Dave Pollard had an interesting piece on Knowledge in the Workplace: Have It Your Way:
I'm trying to understand why social networking applications (and to some extent online research) are still not getting much mainstream traction in organizations. The vast majority of SNA use, it seems, is for personal purposes, or by technology geeks. Meanwhile, researchers and buyers of external databases continue to lament the underutilization of their skills and resources.
[via Dennis Kennedy]
Pollard has been thinking about these issues for years and always does a great job of explaining his thinking. Note that his use of "SNA" is not for social network analysis, it's "social network application." Things like Facebook, LinkedIn, blogs and wikis and related tools that allow for social connections amongst people online.
This article focuses on the idea that people feel deeply connected to the things they create and use on a regular basis, whether it is their website or their mobile phone or their email. Even if it isn't really "theirs," they operate as if it is. And that is the key problem: people who own the content can filter and post and arrange the way they wish. But the people receiving the content do not have nearly as much flexibility on doing what they would like with the content. Sure, you can read blogs in your aggregator, but it is cumbersome to recombine and filter and group things together in ways that make sense for the reader. For example, I'd like to read Dave Pollard's blog in a way that is not easily done: I want only the articles that are related to (my definition of) knowledge management.
In relation to this idea of technology-as-bodily-extension, Pollard references a Marshal McLuhan quote. It turns out it's a reference to something Emerson said back in 1870, according to a McLuhan website:
On media and technologies as Extensions of Man (subtitle of Understanding Media)

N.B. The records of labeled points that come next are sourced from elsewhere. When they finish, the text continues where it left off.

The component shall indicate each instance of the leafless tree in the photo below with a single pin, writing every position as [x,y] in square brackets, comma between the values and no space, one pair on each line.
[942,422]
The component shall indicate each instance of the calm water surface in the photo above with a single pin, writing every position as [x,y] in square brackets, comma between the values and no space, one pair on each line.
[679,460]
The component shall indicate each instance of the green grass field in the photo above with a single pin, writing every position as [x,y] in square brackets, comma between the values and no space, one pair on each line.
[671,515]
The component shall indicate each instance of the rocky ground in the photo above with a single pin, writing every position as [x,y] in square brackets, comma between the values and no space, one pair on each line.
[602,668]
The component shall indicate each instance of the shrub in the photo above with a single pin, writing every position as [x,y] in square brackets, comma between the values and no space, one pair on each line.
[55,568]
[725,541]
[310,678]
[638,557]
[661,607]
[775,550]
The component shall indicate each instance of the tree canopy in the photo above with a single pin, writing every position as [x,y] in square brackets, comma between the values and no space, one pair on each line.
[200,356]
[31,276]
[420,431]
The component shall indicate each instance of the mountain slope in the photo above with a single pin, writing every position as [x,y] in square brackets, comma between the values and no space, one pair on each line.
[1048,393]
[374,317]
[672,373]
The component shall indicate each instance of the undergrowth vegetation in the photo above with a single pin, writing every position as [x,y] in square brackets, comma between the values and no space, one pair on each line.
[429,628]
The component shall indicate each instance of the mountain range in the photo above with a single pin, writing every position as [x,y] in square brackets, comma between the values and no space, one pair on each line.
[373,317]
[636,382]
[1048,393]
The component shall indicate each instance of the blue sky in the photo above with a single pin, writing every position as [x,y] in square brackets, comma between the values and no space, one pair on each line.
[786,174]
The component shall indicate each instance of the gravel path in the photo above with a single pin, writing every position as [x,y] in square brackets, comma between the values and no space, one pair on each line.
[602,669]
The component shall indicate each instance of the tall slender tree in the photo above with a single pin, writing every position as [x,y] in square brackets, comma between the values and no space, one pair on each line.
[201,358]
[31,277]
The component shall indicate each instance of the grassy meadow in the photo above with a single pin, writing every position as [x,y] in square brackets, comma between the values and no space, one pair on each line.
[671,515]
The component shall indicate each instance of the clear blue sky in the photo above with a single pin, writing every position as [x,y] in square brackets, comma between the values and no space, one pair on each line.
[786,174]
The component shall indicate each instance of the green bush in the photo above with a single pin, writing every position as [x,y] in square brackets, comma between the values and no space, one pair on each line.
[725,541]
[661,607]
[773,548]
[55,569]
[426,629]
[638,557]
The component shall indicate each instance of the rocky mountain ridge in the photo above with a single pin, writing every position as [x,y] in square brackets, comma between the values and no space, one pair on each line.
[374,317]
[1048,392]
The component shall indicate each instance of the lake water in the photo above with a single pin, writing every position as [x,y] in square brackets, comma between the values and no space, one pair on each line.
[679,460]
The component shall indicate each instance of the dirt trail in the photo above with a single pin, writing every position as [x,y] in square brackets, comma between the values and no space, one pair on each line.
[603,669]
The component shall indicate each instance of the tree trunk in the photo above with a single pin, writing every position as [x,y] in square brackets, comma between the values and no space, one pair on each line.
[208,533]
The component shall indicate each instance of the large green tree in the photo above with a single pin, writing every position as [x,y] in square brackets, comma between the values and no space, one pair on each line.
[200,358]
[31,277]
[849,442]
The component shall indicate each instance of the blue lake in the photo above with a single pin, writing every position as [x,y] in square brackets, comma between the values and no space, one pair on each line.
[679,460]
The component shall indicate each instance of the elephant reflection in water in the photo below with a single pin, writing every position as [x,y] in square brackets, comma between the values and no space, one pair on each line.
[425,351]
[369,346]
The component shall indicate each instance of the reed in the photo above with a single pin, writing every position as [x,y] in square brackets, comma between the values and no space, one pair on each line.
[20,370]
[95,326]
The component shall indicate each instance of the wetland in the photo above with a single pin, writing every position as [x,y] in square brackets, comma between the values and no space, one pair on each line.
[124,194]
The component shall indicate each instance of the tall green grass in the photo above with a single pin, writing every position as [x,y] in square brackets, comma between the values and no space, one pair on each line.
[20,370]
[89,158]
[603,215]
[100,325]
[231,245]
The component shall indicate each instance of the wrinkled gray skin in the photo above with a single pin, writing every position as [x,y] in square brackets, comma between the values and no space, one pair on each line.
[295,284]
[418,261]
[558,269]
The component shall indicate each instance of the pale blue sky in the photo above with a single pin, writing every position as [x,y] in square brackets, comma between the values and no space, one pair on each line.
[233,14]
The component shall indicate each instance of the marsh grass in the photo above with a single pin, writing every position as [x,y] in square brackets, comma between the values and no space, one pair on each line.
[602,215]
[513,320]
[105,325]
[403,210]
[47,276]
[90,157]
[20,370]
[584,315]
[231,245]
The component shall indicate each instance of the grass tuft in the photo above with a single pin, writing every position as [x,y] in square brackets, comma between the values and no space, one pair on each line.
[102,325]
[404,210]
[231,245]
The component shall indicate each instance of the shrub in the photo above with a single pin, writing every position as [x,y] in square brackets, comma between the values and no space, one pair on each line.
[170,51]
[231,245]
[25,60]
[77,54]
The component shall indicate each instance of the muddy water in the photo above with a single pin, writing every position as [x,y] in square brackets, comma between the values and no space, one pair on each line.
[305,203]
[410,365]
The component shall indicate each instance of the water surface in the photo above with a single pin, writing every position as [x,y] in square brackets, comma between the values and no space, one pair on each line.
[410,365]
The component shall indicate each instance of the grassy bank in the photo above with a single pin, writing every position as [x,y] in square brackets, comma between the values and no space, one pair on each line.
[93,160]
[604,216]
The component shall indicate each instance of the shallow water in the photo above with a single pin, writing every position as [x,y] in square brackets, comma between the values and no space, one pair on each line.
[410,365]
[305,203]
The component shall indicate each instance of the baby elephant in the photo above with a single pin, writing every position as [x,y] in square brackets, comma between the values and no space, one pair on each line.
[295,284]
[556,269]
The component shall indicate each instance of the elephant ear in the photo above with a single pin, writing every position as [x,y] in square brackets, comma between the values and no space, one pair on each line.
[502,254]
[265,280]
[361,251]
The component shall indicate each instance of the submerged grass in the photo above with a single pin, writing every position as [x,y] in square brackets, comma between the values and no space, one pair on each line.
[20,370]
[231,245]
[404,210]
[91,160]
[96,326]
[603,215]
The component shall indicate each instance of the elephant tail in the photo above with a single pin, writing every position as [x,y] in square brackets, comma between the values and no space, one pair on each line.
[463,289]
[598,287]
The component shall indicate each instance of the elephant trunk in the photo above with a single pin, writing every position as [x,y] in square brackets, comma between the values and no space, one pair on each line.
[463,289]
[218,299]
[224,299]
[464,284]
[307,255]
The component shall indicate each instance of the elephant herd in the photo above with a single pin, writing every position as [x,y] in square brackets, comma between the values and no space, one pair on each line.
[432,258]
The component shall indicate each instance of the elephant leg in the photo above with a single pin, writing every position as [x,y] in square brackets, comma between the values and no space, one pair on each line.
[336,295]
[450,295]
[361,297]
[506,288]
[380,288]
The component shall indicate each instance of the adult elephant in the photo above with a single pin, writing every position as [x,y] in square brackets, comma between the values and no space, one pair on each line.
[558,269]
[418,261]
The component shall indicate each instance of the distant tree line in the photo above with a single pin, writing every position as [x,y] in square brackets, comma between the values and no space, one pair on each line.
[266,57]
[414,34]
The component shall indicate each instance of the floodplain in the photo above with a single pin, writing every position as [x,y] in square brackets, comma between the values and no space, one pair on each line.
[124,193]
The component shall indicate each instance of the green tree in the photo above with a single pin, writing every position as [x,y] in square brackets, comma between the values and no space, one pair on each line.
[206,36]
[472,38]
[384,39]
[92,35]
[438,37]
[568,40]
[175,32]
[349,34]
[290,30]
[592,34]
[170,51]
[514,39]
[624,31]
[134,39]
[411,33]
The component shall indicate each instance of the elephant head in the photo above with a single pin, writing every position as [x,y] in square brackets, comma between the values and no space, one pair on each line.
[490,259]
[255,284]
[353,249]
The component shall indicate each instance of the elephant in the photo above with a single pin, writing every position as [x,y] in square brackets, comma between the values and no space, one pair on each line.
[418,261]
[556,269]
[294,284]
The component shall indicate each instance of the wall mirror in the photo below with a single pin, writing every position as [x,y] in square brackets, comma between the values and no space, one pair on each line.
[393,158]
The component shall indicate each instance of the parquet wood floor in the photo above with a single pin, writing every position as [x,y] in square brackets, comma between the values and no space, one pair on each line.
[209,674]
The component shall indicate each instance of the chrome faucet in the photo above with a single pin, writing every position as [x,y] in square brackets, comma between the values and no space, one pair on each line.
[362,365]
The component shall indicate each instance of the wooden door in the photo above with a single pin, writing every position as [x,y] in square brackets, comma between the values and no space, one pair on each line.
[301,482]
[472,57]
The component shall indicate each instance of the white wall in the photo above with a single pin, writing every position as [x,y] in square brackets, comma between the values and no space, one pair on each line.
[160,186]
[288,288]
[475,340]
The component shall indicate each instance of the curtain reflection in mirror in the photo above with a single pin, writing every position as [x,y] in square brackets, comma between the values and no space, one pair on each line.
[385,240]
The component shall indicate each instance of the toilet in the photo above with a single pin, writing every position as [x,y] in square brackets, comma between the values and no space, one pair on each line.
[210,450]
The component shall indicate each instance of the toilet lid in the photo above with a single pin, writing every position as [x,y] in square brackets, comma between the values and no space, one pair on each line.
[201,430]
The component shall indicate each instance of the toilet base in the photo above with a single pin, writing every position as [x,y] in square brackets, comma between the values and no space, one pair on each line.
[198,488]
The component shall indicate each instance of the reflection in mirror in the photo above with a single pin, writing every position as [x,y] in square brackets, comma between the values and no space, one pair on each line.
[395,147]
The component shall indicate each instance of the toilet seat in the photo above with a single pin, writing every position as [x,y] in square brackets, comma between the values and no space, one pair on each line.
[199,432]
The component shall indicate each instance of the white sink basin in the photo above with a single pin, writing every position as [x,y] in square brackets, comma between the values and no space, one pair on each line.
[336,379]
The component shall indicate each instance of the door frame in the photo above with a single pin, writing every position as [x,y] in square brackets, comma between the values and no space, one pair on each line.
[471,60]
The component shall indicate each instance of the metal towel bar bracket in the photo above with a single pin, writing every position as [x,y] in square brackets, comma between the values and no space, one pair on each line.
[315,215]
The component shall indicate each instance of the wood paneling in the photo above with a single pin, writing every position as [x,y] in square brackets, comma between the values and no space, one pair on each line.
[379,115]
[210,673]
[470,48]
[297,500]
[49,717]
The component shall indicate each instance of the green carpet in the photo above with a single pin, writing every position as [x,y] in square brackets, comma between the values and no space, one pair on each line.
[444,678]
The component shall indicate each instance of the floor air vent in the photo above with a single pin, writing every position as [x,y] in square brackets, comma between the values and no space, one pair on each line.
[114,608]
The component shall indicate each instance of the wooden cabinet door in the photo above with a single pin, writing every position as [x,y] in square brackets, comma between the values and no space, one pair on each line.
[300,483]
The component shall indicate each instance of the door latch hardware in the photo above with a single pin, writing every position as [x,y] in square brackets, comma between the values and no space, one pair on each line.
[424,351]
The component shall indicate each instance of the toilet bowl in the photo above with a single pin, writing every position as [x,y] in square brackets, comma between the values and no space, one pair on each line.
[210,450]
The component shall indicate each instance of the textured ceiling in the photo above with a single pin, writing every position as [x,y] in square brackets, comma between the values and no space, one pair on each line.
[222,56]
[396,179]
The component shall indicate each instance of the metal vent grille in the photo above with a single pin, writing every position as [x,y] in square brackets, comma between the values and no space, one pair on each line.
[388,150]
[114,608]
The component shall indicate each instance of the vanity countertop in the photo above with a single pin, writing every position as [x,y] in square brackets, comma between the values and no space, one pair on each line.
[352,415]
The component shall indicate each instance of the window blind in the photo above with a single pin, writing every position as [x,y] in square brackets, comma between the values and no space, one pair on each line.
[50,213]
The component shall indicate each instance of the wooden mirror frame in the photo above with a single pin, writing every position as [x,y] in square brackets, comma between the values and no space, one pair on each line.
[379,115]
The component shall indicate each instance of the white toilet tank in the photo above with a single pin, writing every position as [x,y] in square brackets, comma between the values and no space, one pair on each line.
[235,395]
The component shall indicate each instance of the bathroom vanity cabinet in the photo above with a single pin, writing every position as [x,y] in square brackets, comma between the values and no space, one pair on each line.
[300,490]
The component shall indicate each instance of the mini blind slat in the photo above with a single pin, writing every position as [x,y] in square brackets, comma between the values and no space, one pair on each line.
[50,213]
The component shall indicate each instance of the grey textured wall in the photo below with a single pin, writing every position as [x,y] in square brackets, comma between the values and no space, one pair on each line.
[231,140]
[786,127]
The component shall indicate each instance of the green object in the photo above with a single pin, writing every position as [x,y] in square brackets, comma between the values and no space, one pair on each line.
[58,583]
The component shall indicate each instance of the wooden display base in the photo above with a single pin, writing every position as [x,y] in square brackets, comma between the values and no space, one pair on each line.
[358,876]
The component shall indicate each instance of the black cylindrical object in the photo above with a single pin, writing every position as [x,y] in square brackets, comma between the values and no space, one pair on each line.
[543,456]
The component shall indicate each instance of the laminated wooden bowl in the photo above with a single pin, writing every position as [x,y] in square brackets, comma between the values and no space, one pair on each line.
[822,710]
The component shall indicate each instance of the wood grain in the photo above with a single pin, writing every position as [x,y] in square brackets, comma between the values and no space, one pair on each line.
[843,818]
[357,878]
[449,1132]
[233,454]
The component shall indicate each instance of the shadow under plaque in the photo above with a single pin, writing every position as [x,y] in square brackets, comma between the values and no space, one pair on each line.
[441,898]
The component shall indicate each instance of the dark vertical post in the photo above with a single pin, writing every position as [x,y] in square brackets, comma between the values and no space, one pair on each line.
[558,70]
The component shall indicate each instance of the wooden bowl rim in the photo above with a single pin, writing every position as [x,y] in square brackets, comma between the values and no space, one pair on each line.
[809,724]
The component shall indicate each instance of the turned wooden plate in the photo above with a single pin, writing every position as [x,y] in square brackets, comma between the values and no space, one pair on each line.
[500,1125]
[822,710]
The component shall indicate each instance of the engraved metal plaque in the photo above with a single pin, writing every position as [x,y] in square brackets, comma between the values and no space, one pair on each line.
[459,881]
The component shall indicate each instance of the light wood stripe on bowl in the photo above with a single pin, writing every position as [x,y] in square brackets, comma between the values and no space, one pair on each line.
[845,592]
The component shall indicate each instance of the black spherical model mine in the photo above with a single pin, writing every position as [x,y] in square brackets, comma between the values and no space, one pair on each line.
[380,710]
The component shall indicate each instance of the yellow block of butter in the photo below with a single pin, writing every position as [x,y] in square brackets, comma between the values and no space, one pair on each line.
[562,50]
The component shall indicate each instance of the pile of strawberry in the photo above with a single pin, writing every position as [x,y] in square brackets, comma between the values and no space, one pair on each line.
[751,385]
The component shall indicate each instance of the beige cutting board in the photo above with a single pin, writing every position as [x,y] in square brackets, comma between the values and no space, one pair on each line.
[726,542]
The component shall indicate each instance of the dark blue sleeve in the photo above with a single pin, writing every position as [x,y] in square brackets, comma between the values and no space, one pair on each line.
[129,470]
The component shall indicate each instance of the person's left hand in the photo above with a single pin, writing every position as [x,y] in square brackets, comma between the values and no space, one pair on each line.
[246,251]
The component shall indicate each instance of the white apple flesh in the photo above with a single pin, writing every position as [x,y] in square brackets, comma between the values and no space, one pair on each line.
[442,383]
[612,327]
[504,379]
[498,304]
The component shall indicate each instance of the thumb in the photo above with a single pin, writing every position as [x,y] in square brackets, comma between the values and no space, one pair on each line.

It was R. W. Emerson who wrote that "The human body is the magazine of inventions, the patent-office, where are the models from which every hint was taken. All the tools and engines on earth are only extensions of its limbs and senses" (1870).
On reading through the article again, I can't help but think of the classic Apple's "Futureshock" Knowledge Navigator video from 1987. Content processed the way I want to process it and when.